Libtorch cpu incompatible with libtorch cuda

Robin_Lobel · March 6, 2020, 12:52pm

For training, I use the libtorch CUDA 10.1 package as it’s way faster than training on the CPU.
For deployment, I want to use the libtorch No CUDA (CPU only) package as it’s lighter and I don’t need GPU acceleration.
Official 1.4.0 packages in both cases, Windows.

However I just ran into an incompatibility issue. All the models I’ve trained using the CUDA package, and saved using torch::save(model,path) can’t be loaded with torch::load(model,path) in the CPU-only package.
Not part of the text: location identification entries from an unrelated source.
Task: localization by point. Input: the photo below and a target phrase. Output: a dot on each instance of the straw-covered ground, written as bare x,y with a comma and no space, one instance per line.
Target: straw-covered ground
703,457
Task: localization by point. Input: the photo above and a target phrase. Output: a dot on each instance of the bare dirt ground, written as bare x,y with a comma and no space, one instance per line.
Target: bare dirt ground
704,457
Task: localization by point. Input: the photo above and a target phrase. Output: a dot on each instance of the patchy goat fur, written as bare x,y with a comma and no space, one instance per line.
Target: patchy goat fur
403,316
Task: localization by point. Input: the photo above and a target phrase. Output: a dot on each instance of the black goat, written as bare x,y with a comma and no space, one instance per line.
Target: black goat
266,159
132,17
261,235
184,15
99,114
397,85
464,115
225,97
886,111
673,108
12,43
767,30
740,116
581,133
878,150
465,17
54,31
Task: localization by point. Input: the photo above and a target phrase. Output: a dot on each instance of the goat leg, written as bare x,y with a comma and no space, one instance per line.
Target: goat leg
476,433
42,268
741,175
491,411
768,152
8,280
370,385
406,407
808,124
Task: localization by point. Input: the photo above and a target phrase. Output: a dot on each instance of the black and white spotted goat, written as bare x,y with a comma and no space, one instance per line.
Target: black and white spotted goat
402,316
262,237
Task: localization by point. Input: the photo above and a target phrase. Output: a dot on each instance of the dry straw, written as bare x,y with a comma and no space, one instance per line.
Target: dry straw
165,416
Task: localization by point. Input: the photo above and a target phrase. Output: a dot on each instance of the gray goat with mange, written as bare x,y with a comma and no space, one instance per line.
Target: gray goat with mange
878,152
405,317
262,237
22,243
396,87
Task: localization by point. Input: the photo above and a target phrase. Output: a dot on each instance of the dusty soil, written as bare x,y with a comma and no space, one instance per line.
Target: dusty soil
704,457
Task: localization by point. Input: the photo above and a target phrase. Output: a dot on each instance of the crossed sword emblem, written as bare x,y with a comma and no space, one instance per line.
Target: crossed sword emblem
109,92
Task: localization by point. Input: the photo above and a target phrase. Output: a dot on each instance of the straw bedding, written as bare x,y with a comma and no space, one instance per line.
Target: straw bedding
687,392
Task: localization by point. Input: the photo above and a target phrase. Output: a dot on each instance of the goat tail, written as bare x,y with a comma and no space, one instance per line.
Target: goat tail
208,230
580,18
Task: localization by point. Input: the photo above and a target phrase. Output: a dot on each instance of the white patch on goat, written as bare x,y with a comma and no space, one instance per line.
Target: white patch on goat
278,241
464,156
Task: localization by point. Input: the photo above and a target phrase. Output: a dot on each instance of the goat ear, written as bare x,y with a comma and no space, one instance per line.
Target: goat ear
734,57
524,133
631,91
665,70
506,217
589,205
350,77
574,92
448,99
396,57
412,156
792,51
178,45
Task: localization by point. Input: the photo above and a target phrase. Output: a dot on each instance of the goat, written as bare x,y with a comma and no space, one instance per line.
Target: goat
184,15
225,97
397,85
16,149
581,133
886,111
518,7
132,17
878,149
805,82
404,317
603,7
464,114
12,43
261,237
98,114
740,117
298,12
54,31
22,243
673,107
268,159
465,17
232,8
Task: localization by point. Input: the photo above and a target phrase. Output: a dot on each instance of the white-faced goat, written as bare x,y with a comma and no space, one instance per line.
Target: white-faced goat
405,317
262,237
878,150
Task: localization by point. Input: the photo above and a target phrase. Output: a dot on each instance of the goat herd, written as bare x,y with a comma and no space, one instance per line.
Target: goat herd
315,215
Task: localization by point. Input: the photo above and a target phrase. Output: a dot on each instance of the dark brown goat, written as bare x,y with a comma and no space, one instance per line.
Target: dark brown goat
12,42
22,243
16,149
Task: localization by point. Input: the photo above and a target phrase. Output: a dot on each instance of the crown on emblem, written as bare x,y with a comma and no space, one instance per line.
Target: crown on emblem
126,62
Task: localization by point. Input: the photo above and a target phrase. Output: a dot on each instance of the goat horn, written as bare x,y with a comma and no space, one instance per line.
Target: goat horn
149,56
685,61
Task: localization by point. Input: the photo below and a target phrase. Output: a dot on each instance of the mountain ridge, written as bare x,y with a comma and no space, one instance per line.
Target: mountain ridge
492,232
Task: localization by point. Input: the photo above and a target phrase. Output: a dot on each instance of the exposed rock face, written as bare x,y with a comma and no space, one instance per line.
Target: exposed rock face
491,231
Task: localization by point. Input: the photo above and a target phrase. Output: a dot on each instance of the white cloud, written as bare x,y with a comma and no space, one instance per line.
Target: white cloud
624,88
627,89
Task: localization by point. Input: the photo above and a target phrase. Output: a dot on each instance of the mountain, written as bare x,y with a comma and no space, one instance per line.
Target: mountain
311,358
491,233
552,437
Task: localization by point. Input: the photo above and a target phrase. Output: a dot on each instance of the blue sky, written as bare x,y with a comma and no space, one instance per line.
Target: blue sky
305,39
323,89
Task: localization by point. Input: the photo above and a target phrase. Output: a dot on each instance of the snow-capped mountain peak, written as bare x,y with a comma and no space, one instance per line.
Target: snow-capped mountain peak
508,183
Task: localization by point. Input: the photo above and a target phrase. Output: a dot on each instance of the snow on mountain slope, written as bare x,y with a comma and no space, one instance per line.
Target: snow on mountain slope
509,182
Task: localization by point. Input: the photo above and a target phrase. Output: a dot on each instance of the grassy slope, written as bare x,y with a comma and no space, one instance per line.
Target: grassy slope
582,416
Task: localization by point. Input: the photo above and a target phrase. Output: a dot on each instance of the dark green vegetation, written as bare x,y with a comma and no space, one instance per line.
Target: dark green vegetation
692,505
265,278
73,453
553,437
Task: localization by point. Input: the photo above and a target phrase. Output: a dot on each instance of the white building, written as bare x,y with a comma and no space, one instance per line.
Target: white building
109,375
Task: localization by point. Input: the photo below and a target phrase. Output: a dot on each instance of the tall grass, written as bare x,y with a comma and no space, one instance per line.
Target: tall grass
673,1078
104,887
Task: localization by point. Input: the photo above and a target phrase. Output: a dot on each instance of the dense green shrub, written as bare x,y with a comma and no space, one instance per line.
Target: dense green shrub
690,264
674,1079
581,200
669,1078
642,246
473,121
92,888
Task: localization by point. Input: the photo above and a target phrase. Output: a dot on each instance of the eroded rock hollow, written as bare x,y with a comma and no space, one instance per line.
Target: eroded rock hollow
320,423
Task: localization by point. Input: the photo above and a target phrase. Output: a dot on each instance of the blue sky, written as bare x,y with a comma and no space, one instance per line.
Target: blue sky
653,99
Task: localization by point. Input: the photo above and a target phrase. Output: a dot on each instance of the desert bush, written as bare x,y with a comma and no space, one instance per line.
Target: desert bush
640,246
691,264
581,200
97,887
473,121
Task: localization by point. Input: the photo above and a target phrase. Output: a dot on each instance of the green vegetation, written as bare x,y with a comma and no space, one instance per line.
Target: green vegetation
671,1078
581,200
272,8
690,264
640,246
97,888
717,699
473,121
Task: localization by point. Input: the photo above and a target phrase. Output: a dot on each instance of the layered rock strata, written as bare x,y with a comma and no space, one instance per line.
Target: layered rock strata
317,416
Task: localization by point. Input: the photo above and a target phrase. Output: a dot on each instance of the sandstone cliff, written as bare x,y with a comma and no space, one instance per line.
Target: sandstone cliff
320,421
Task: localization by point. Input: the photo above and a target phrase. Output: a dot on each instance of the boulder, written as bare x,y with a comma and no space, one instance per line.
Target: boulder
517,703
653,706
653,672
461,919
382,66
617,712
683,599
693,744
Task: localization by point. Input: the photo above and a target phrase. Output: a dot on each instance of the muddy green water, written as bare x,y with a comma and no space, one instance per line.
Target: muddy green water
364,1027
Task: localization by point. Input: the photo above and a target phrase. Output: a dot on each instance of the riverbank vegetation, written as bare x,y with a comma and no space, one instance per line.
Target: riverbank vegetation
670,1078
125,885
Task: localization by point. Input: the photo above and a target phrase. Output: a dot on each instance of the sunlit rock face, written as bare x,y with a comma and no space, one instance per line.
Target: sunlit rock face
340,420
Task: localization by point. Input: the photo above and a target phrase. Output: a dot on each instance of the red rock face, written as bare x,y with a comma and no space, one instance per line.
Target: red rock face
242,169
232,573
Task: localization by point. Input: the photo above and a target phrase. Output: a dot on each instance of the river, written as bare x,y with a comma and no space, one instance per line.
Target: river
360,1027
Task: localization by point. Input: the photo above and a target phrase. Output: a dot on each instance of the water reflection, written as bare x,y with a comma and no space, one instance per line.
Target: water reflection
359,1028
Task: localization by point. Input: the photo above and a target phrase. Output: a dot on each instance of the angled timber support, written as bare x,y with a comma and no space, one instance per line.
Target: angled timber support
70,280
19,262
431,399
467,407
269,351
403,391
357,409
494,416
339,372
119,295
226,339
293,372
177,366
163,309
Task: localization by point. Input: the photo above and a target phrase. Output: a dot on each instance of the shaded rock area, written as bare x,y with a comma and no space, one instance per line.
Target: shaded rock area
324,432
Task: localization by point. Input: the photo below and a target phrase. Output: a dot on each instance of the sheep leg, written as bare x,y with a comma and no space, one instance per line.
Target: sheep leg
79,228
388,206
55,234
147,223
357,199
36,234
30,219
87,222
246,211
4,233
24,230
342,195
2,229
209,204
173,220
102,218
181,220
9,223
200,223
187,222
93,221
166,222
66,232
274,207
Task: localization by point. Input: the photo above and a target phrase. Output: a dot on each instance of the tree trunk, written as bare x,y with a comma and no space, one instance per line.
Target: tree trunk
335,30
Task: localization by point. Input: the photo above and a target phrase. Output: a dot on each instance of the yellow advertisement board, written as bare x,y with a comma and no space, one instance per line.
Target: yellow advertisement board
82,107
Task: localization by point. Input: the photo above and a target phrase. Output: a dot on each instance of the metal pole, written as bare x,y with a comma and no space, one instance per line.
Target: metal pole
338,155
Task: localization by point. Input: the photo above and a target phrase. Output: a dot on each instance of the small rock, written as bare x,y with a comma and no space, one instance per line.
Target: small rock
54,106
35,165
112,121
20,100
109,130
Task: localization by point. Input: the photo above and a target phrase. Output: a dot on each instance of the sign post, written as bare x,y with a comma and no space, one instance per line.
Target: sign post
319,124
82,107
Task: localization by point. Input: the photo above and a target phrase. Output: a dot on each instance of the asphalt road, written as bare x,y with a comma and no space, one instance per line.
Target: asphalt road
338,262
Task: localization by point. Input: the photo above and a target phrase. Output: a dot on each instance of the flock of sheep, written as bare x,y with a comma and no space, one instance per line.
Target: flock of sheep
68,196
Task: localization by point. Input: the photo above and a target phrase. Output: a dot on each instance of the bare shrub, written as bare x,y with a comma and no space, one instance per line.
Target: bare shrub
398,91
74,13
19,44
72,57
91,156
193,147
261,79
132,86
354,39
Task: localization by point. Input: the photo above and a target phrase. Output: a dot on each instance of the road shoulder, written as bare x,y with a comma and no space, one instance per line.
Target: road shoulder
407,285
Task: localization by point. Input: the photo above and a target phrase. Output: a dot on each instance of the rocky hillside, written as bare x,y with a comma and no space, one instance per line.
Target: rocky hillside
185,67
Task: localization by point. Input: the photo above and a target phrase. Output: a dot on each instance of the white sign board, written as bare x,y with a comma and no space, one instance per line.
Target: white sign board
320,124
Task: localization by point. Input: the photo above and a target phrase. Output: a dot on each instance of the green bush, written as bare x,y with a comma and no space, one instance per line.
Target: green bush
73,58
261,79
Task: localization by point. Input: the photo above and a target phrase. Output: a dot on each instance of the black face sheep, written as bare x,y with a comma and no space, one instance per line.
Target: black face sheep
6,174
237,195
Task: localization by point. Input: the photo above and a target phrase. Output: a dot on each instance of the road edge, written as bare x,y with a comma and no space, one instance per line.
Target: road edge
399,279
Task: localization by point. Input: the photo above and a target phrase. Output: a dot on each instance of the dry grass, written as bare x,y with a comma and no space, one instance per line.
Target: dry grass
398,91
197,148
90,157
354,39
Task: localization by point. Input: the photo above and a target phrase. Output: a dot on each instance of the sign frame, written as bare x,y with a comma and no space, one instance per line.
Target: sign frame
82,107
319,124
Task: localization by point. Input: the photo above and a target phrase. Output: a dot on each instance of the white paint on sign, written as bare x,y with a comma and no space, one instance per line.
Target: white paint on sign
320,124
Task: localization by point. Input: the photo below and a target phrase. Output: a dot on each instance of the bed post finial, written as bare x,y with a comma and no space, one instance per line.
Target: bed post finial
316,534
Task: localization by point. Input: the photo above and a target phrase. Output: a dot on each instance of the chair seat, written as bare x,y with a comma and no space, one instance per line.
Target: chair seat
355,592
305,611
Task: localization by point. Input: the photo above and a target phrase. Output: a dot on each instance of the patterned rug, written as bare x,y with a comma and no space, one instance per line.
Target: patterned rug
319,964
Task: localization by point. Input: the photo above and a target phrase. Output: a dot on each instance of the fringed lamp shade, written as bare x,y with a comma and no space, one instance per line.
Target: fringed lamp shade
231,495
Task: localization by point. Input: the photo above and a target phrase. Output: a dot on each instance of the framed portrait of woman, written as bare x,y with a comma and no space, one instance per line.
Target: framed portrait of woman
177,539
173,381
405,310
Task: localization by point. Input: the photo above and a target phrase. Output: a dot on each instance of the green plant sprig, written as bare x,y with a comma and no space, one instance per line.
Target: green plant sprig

But the opposite is not true:

-Models trained with the CUDA package can be saved and loaded with the CUDA package but can’t be loaded by the CPU-only package: the software crash without any explanation when torch::load is called.
-Models trained with the CPU package can be saved and loaded with the CPU-only package and the CUDA package.

I’ve uploaded 2 files, one trained with the CPU-only package, one with the GPU package:
https://drive.google.com/open?id=1U0-5pto40Tn9n4EsoW1P56E9PI1dyEKP
Both use the exact same model/training data, saved after only one epoch. They are exactly the same size, and looking at the content in an hex editor, they seem to be structured the same way.

This is quite problematic. Are you aware of this issue ? Loading failed with the nightly build of CPU-only 1.5 as well.

tom · March 6, 2020, 12:57pm

What’s the error message message you are getting?
Were the models you serialized on GPU or CPU?

Best regards

Thomas

Robin_Lobel · March 6, 2020, 1:24pm

No error, the software just stop running. No crash dialog.

However I finally found the solution ! When I train a model using CUDA, I should send back my model to CPU using model.to(kCPU) before saving it, so that it’s compatible with the CPU-only package as well.

So I was able to convert my CUDA-trained models to CPU-trained models using the CUDA package by doing load(model, oldfile); model.to(kCPU); save(model,newfile);

Here’s the hex difference between the CUDA file and the CPU file, towards the end of the file:

Everything else in the file is strictly identical, just that block differs (notice “cpuq” vs “cuda” at the top right of the green block) and make the CPU-only package crash (with no error message) when trying to load the CUDA-saved file.

I’m a little surprised this is happening as I thought the model file only contained float values, with no affinity to the processing unit ?